The self-professed “experience junkies’, who gravitate towards immersive shows by London-based Secret Cinema, met while playing in a church band. “We found love in a hopeless place,” blurted Png, between giggles. Three years in, they contemplated pumping the breaks on AndSoForth, as “it was barely breaking even”. They soldiered on, as returning to the life of a paid employee was anathema to them.

Though the experience of working together hasn’t always sung like a hymn – Wee may not acquiesce to all his wife’s “weird ideas” – the quippy pair make business decisions together. “I usually ask her to provide references of similar concepts, and assess the manpower required to pull it off. I give the logical reasoning while Emily provides the emotional grounds, and we see what works,” shared Wee.

The former studio engineer handles the lighting, scriptwriting and coffee roasting – Absurdities operates as a cafe by day – while Png oversees marketing and administrative matters. With a team that has grown over the past eight years, Png put in place business communication apps such as Slack to ensure their employees’ work-life balance. “I message people in the middle of the night, and Slack allows staff to choose not to view messages when they aren’t working,” said Wee, who’s clearly the less inhibited of the pair.

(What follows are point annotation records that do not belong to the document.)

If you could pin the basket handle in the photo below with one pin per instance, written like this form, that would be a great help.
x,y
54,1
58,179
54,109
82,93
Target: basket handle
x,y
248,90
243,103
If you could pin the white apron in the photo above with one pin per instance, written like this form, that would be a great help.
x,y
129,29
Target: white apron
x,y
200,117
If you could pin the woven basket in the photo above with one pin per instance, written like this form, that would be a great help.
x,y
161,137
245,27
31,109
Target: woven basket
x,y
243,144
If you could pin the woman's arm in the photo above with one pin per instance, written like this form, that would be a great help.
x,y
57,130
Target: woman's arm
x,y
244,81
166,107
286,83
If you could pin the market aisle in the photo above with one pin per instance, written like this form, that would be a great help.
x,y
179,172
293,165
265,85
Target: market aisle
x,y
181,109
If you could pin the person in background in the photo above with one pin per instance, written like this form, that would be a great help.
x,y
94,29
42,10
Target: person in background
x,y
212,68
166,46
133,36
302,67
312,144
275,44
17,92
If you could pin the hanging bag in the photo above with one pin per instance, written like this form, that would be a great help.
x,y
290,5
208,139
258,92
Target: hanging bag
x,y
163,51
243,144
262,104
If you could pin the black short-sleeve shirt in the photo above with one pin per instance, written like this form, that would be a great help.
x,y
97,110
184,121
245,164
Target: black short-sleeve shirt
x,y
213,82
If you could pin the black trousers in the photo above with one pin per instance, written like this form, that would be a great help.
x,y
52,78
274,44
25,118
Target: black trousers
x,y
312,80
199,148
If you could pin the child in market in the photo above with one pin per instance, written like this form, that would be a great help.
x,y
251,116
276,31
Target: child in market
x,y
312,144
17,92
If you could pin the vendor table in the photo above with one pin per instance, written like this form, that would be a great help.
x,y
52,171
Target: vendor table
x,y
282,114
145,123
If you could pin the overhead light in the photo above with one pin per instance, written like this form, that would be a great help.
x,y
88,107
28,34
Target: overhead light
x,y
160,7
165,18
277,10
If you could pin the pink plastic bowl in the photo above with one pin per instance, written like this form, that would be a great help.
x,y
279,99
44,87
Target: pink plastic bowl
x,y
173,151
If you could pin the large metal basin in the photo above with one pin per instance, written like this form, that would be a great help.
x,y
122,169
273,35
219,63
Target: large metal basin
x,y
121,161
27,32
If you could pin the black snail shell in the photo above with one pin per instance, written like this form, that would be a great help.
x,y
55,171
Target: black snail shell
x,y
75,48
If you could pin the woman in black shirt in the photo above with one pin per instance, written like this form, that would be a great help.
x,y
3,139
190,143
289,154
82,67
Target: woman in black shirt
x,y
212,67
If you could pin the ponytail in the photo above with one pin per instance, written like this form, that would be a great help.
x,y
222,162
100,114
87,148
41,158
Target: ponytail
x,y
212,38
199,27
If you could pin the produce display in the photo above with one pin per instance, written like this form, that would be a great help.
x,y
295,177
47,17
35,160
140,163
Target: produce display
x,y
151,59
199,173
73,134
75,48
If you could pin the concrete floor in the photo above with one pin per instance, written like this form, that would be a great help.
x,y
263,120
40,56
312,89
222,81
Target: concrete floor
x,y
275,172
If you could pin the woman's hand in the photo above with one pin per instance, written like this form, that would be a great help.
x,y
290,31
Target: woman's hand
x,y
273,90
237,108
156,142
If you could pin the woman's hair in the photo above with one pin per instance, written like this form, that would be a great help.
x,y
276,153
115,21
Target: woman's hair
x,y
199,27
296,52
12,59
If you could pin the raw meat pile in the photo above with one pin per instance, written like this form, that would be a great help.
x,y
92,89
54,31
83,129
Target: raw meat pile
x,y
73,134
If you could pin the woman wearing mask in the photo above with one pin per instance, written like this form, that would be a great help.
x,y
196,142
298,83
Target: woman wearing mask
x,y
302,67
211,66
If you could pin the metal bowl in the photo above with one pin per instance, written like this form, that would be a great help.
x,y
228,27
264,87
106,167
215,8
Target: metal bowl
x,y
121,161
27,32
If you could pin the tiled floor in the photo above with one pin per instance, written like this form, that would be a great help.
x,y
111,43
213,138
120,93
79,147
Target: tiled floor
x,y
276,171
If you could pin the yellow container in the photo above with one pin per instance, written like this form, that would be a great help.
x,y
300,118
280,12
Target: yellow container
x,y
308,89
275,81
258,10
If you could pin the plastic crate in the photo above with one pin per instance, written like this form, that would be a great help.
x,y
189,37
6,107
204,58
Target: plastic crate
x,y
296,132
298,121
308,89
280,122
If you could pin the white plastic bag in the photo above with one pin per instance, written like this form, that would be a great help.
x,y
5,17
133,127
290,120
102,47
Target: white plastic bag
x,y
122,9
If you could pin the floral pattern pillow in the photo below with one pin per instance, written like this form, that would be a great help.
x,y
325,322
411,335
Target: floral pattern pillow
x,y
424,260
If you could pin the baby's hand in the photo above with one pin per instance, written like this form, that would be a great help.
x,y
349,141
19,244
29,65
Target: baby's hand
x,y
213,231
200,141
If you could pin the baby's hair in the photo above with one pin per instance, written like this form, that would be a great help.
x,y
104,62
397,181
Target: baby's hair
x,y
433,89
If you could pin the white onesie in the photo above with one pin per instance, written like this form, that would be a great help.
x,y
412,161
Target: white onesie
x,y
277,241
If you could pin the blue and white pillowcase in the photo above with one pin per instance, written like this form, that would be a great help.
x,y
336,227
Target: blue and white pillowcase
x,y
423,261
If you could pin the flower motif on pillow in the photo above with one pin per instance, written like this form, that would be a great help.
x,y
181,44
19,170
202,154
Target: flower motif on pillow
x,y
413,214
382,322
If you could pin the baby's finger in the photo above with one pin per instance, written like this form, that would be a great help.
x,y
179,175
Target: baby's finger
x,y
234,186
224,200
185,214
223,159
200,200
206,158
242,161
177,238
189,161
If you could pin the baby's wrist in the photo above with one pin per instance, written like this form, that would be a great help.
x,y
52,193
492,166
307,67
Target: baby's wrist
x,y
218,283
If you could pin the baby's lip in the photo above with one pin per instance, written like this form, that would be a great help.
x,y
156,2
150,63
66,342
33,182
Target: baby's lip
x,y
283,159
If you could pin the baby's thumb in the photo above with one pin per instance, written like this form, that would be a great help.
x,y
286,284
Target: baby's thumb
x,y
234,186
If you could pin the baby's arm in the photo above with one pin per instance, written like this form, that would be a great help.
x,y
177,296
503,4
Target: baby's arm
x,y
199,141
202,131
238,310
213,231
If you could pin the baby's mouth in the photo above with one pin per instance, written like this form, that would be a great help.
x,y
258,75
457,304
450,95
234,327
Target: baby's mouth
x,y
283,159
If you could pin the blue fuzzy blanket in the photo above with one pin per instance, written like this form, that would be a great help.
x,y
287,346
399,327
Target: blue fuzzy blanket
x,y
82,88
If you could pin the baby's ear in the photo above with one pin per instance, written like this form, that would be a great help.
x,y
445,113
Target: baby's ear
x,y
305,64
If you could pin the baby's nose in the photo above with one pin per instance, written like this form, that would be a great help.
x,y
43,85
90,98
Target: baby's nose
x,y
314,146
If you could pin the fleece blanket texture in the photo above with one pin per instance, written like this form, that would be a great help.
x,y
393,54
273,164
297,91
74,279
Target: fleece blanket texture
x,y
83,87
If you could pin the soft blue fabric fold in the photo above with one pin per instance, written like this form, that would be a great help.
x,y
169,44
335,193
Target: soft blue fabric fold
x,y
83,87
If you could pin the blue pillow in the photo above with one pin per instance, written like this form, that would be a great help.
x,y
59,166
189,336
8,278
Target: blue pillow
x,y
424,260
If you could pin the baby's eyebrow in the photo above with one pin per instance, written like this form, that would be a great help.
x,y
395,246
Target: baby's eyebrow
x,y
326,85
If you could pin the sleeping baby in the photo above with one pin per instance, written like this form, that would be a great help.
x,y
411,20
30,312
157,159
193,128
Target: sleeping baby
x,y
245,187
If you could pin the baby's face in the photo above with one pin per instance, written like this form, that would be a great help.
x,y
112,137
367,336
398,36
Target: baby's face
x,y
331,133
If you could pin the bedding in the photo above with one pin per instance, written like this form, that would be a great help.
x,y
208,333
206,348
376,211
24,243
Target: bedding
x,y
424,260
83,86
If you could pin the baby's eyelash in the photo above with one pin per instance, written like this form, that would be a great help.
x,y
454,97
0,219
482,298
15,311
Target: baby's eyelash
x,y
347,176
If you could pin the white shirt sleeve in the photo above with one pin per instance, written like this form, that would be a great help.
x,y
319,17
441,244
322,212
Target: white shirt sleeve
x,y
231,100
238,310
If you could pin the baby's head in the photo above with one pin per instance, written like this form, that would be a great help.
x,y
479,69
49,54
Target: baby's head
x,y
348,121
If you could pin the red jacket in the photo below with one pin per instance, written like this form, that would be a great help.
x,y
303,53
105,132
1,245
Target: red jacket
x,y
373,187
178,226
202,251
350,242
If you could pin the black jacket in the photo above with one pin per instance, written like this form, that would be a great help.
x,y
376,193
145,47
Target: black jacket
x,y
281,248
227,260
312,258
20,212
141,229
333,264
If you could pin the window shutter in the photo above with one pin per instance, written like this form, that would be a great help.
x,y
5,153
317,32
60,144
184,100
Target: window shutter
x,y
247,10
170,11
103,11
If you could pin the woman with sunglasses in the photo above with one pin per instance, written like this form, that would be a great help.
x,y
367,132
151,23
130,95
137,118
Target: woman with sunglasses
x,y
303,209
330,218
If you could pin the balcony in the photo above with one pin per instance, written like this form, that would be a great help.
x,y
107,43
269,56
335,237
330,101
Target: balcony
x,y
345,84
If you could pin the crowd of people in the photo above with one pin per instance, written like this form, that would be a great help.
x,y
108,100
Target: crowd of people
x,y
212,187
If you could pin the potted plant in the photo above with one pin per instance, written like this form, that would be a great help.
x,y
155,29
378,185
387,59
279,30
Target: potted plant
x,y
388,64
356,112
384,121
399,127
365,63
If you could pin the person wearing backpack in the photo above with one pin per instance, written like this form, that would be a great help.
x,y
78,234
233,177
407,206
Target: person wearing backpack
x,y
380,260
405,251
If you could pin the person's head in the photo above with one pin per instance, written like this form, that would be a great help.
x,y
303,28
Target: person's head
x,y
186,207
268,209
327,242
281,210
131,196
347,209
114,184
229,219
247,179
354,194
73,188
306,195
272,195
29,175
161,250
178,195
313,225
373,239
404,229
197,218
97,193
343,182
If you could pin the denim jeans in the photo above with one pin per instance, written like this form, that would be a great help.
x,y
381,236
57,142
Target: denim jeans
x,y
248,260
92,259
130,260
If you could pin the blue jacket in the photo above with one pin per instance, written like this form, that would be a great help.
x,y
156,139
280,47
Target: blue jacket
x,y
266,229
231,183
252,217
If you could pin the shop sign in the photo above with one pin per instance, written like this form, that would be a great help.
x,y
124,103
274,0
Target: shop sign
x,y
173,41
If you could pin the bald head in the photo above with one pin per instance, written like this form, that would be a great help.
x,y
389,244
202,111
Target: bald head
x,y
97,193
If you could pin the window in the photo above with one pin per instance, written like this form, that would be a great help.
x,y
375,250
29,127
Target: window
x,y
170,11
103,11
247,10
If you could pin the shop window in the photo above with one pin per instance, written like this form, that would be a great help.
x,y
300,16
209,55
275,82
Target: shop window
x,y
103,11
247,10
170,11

They’ve also learnt to navigate an entertainment industry known for its mercurial temperament. “We’re both creatives, in a sense, so we understand that you need a certain kind of ego to do your art. Along the way, we’ve learnt that different collaborators have their quirks, and as long as we are moving in the same direction, we don’t let remarks get in the way,” said Png.

Wee, in turn, contends that presenting a united front deters “divas” from horning in on their harmonious relationship. “We’ve come across so many divas, with characters who talk behind your back, and realised that we’re actually stronger together. The moment you show a hint of weakness, they are going to try to get in there and eat you,” said Wee. He adds that they conduct rigorous background checks when hiring new staff.

The jocular duo fancy themselves as captains of a ship charting new lands. Their next conquest?  HAUS217, a Japanese-inspired wedding venue that can be booked for high tea functions.